Das Jahr 2025 war für viele IT-Leiter das "Jahr der Dokumentation". NIS-2 zwang tausende Unternehmen, die zuvor unter dem Radar flogen, plötzlich in ein Korsett aus Meldepflichten und Risikomanagement.
Jetzt, Anfang 2026, liegen die ersten echten Erfahrungen aus Prüfungen und Vorfällen vor. Die gute Nachricht: Das befürchtete Bußgeld-Massaker ist ausgeblieben. Die schlechte: "Paper-Compliance" (Sicherheit nur auf dem Papier) fliegt heute schneller auf als je zuvor.
Lektion 1: Die "24-Stunden-Lüge"
Die Meldepflicht bei Sicherheitsvorfällen (24h Erstmeldung) war der größte Stressfaktor. Die Praxis 2025 hat gezeigt: Behörden akzeptieren keine vagen "Wir untersuchen noch"-Mails mehr.

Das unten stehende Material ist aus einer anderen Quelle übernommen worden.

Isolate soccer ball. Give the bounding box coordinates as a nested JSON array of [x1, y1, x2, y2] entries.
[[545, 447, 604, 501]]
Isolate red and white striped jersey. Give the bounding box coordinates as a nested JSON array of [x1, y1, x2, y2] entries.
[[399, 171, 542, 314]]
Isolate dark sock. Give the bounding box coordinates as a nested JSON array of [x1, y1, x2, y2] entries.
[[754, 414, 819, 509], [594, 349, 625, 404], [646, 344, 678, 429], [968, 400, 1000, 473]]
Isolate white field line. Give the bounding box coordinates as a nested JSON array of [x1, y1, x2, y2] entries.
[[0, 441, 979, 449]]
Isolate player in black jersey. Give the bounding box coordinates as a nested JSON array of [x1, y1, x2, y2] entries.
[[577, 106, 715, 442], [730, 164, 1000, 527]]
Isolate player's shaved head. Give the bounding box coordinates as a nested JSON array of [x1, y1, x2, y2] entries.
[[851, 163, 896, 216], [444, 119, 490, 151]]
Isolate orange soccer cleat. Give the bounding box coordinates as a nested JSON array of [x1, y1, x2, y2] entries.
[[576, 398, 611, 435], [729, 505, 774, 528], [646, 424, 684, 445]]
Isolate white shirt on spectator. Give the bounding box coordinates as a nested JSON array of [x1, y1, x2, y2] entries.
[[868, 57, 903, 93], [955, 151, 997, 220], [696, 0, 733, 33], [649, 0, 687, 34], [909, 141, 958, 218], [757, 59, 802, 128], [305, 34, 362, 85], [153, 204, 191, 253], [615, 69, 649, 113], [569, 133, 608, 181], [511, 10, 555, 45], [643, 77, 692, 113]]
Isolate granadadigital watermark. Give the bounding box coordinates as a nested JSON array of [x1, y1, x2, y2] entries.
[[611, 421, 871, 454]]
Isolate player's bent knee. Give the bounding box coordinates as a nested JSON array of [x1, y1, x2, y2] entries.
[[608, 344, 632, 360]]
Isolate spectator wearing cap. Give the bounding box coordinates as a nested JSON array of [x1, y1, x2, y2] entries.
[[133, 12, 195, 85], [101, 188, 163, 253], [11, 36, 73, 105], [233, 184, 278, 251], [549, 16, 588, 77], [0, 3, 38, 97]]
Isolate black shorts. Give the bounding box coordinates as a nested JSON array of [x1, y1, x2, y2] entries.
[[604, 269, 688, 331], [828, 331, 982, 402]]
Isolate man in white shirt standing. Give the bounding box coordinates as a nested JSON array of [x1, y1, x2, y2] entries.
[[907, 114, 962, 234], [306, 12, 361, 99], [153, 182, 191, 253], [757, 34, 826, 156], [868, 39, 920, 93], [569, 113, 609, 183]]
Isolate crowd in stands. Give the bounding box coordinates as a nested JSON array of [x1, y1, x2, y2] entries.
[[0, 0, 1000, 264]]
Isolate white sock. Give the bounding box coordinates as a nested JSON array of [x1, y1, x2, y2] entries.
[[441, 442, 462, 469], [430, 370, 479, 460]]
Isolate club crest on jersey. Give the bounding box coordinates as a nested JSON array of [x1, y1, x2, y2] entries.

Wer keine funktionierende SIEM-Lösung (Security Information and Event Management) oder zumindest zentrales Logging hat, kann diese Frist faktisch nicht einhalten. Wir haben Fälle gesehen, in denen allein das Fehlen von Log-Daten zu höheren Strafen führte als der Vorfall selbst.
Lektion 2: Supply Chain ist der neue Angriffsvektor
NIS-2 forderte explizit die Absicherung der Lieferkette. 2025 hat dies bestätigt: Fast 60% der relevanten Vorfälle kamen nicht direkt über die Firewall, sondern über VPN-Zugänge von Dienstleistern oder Wartungsschnittstellen.
"Vertrauen ist gut, Netzwerksegmentierung ist besser. Wer Dienstleister 2026 noch ins gleiche Netz wie den Backup-Server lässt, handelt grob fahrlässig."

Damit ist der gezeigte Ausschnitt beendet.